Hannah's fingers skated over my chest and stomach. Desire's dark eye cracked open.

"Hannah... I can't."

"Can't what?" She kissed my back. Her open mouth lingered against my bare shoulder. She bit down gently and held my hips.

"I can't write the scene," I mumbled. I can't get it up.

"I was waiting for that scene. I've been living on your words. Why can't you write it?"

"I can't feel it. The feelings, I can't..."

I dug my fingers into the back of the couch. God, how humiliating. I would have broken away from Hannah if I didn't feel sure I would fall.
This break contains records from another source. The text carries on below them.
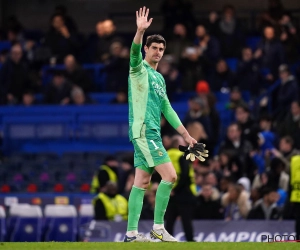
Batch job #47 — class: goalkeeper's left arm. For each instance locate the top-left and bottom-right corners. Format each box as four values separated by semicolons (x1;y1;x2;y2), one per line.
162;98;197;147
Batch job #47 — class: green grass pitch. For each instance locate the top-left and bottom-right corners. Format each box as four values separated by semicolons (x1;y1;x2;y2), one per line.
0;242;300;250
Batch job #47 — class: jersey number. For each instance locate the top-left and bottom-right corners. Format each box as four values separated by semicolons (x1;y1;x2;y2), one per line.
150;140;159;150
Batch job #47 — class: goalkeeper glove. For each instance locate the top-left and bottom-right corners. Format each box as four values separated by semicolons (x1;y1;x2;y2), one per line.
179;143;208;161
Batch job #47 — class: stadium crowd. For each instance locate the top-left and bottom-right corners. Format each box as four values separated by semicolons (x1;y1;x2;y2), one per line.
0;0;300;224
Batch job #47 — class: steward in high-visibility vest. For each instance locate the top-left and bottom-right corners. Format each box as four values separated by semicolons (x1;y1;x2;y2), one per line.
290;155;300;240
93;182;128;221
166;136;196;241
90;156;118;194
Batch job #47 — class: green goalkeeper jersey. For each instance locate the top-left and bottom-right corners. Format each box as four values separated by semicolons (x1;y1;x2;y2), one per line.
128;43;181;140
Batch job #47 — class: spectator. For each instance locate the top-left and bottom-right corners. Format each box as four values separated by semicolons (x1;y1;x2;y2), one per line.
104;42;129;91
277;101;300;149
195;24;221;68
44;71;72;105
202;92;221;149
252;157;289;191
219;123;254;180
22;91;36;107
161;0;195;35
45;14;80;63
165;23;191;65
54;5;77;32
111;89;128;104
71;87;92;106
267;157;290;192
93;182;128;222
64;55;93;93
237;177;251;195
194;184;224;220
210;5;244;57
219;150;243;181
259;0;285;28
277;64;299;121
166;135;196;241
279;15;299;63
91;156;119;194
226;87;247;110
254;26;285;82
235;105;258;147
183;97;211;138
209;59;235;93
221;184;251;221
0;49;9;66
178;46;204;91
271;136;300;173
157;56;182;98
89;19;123;63
0;44;31;104
236;47;261;96
247;187;280;220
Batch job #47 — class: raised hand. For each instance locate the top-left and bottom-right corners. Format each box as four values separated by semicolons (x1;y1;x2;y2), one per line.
136;6;153;31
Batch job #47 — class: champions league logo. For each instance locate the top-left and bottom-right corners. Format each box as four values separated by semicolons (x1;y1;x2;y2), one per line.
152;82;166;97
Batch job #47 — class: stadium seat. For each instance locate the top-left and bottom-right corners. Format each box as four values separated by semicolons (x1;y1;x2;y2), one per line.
45;205;77;242
0;206;6;242
10;205;42;242
78;204;94;226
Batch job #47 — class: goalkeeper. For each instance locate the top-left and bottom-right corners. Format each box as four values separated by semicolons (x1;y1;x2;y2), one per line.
124;7;206;242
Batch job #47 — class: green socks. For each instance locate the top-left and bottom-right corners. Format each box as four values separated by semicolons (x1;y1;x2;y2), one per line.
127;180;173;232
127;186;146;231
154;180;173;224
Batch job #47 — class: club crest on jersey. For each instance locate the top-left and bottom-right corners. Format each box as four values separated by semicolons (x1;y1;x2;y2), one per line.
152;82;166;97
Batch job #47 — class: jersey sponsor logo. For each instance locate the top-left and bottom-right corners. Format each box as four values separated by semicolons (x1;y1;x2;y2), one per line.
151;230;163;240
152;82;166;97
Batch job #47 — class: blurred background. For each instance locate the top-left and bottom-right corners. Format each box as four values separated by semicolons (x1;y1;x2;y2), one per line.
0;0;300;241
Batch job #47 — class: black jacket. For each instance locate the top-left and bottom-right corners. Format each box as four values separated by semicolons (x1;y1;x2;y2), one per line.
247;204;280;220
194;195;224;220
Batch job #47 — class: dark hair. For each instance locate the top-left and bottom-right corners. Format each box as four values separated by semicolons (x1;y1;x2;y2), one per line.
260;186;277;197
235;104;250;113
281;135;294;146
259;114;273;122
146;35;166;49
227;122;242;131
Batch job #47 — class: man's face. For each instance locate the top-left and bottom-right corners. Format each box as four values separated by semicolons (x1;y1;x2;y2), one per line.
145;43;165;63
259;120;271;130
11;45;23;63
64;55;76;71
196;25;206;38
243;48;252;62
216;60;227;74
174;23;186;37
96;22;105;37
53;75;65;87
235;108;249;123
201;185;212;199
227;124;241;141
291;102;300;116
279;71;290;81
52;16;65;30
279;139;292;153
267;192;279;204
264;27;275;40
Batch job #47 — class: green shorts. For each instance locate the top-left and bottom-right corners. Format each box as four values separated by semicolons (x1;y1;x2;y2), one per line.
132;124;171;174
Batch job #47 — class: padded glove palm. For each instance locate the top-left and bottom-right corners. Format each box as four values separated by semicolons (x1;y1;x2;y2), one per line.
179;143;208;161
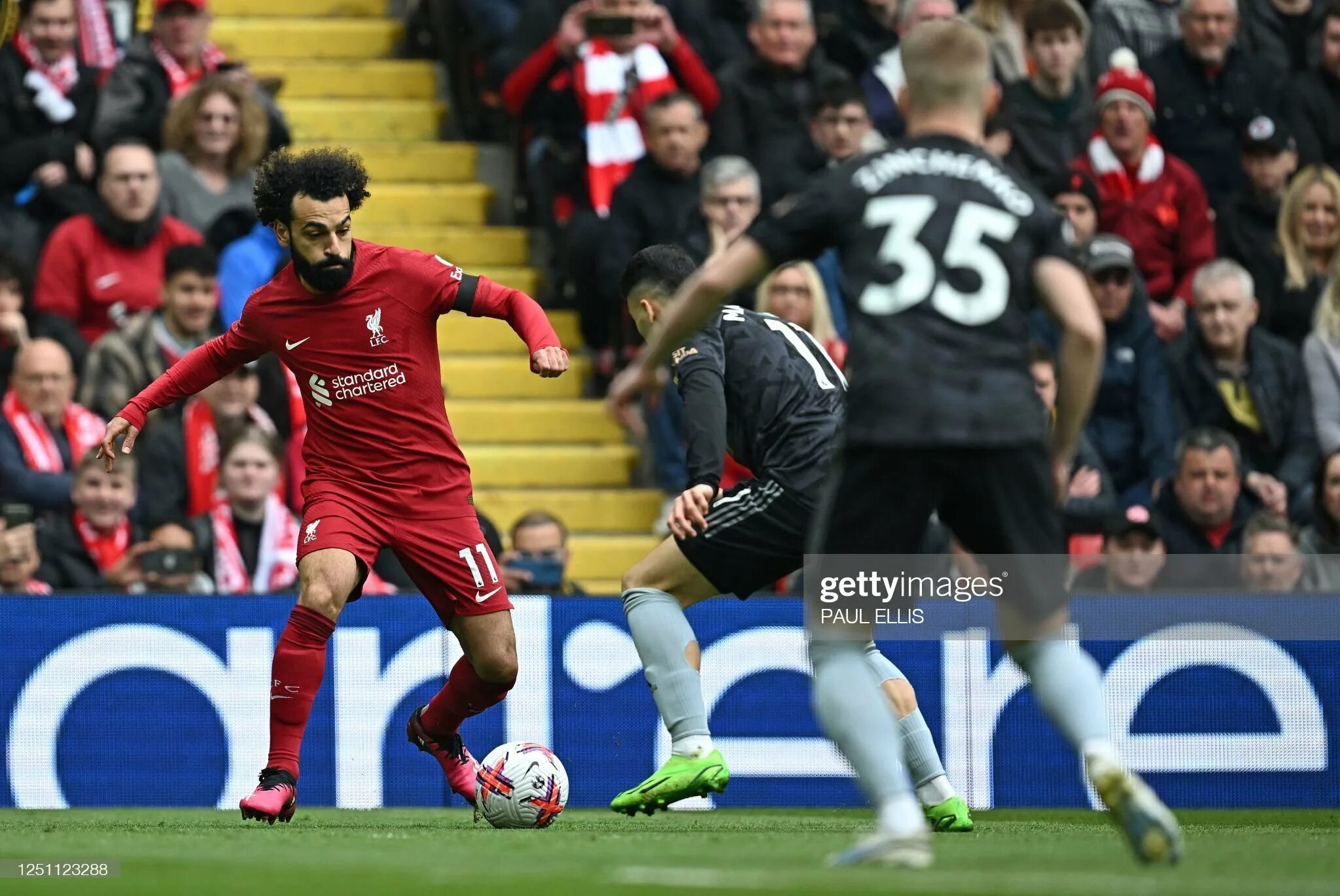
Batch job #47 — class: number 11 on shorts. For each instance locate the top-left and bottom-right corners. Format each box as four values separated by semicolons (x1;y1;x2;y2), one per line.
458;541;499;588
She moved sinuously against me, kissing a trail up my neck to my ear. She stood on her tiptoes and tugged at my earlobe. I moaned softly.

"I can't," I pleaded, "I can't."

"Shhh, Matt. It's okay now, it's over. I'm here and I'll never leave you."

Hannah crushed her breasts to my back. She pressed a hand to the front of my boxers. I gasped. For the first time in months, heat surged into my loins.

"Ah, fuck," I groaned. "Hannah..."

I began to rub my cock against her palm. She whispered sweet nothings in my ear. The sense of the words fell away; all that remained were her hot breath and encouraging voice.

Soon, I was straining against my boxers. Hannah slid them down. Her fingers curled around my shaft and she cupped my balls. I gazed down in disbelief.

Nothing less than this was enough.

I humped into Hannah's hand frantically.

"I haven't—" I stammered. "I won't last."

"It's okay, Matt, it's okay."

The firelight flashed on our skin, dyeing us amber-orange. The silence of the cabin closed around us. Hannah matched my desperate rhythm with her hands.

"Oh," I sighed, "oh... oh."

With a cry like a sob, I came into her hand. I sagged against the couch. Hannah moved off, discreetly wiping her hand clean, and returned to embrace me. I wrapped an arm around her.

"I'm tired," she said, kissing my neck. "It's late. Can you sleep?"